Dihedral group for arbitrary polygon Is a dihedral group only considered for shapes that when reflected or rotated fit exactly back into place of the original image? 
My confusion arises from this wikipedia article and specifically from this picture: 

Are these symmetries considered a dihedral group?
 A: Those four actions form a dihedral group of order $4$. They are not symmetries of the letter "F" though, they are symmetries of a line segment (2-gon). The rotations are applied to the letter "F" in the picture to help you see what they do. If they are symmetries of anything in the picture, they are symmetries of the $y$-axis (or the $x$-axis).
A: Look, Michael, dihedral groups are easy, they are the next best thing after a cyclic group. While in a cyclic group you turn things around in a circle, see your dihedral group as a prism, like two identical cycles above each other, forming a kind of coin. Then your movements consist in turning the coin as if it were cyclic, and the extra moves being the flips of the coin and consider the "F" as a symbol stamped through the coin.

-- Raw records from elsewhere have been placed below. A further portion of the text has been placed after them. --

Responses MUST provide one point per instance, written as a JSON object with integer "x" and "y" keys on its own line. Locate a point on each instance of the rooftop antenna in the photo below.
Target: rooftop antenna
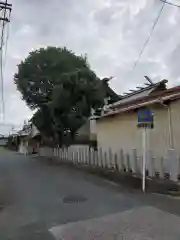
{"x": 149, "y": 80}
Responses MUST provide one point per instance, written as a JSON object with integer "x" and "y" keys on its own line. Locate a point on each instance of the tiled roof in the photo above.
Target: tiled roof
{"x": 169, "y": 94}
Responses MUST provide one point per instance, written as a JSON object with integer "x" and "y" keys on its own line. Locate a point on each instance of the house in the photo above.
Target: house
{"x": 3, "y": 140}
{"x": 28, "y": 139}
{"x": 86, "y": 134}
{"x": 117, "y": 125}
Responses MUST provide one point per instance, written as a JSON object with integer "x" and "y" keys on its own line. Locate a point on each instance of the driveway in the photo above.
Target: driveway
{"x": 38, "y": 196}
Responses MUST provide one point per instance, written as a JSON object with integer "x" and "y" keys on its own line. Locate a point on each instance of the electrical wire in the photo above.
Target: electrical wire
{"x": 172, "y": 4}
{"x": 3, "y": 57}
{"x": 1, "y": 64}
{"x": 150, "y": 34}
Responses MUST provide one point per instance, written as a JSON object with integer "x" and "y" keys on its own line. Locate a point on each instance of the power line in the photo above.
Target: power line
{"x": 150, "y": 34}
{"x": 172, "y": 4}
{"x": 6, "y": 8}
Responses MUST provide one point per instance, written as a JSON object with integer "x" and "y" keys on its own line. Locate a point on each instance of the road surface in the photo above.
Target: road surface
{"x": 38, "y": 197}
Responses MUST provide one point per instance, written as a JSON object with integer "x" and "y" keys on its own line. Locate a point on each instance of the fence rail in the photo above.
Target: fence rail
{"x": 163, "y": 168}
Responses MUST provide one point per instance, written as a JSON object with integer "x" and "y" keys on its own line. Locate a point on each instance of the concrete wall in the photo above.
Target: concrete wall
{"x": 121, "y": 132}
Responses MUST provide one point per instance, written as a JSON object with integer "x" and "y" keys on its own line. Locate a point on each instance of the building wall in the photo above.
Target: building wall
{"x": 120, "y": 131}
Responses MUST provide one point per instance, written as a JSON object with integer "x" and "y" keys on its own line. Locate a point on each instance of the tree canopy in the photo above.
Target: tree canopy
{"x": 61, "y": 87}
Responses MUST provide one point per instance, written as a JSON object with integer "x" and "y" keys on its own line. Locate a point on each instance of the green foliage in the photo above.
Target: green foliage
{"x": 39, "y": 73}
{"x": 62, "y": 87}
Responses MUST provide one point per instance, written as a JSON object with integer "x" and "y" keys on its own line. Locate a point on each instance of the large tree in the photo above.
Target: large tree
{"x": 61, "y": 86}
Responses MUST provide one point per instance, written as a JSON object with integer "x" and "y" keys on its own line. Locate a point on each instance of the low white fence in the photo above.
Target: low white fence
{"x": 164, "y": 168}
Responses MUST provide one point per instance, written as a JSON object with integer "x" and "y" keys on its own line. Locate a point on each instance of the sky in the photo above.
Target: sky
{"x": 110, "y": 32}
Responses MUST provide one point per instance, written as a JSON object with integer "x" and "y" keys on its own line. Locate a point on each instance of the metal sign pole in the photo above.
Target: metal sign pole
{"x": 144, "y": 160}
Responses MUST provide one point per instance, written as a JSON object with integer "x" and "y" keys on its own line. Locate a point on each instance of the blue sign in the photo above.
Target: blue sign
{"x": 145, "y": 115}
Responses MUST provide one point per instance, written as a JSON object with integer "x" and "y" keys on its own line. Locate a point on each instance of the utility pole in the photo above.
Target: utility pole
{"x": 5, "y": 14}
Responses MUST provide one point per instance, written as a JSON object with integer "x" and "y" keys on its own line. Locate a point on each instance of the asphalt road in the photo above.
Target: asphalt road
{"x": 38, "y": 196}
{"x": 33, "y": 192}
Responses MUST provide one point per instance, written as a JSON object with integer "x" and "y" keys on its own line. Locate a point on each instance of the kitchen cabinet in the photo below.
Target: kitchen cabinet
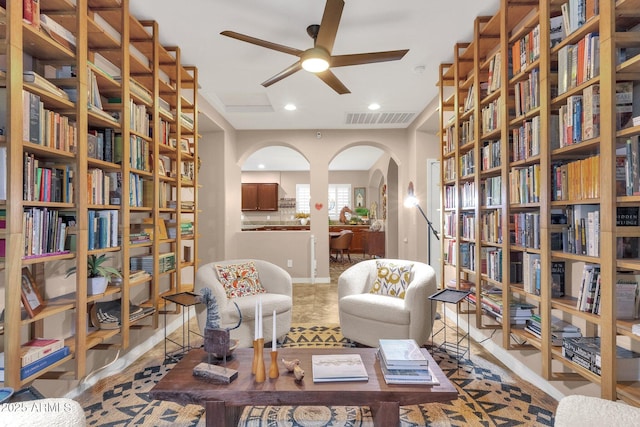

A: The dihedral group specifically refers to the symmetries of a regular polygon, so an $n$-gon under any transformation in the dihedral group $D_n$ is mapped to itself. I think the picture in this article is using an $F$ for illustrative purposes, since an $F$ has $no$ symmetry; thus you can see that switching the order of transformations really does make a difference (this would be more difficult to show on an actual square, which is symmetric, so they would need to color the vertices/edges or something like that).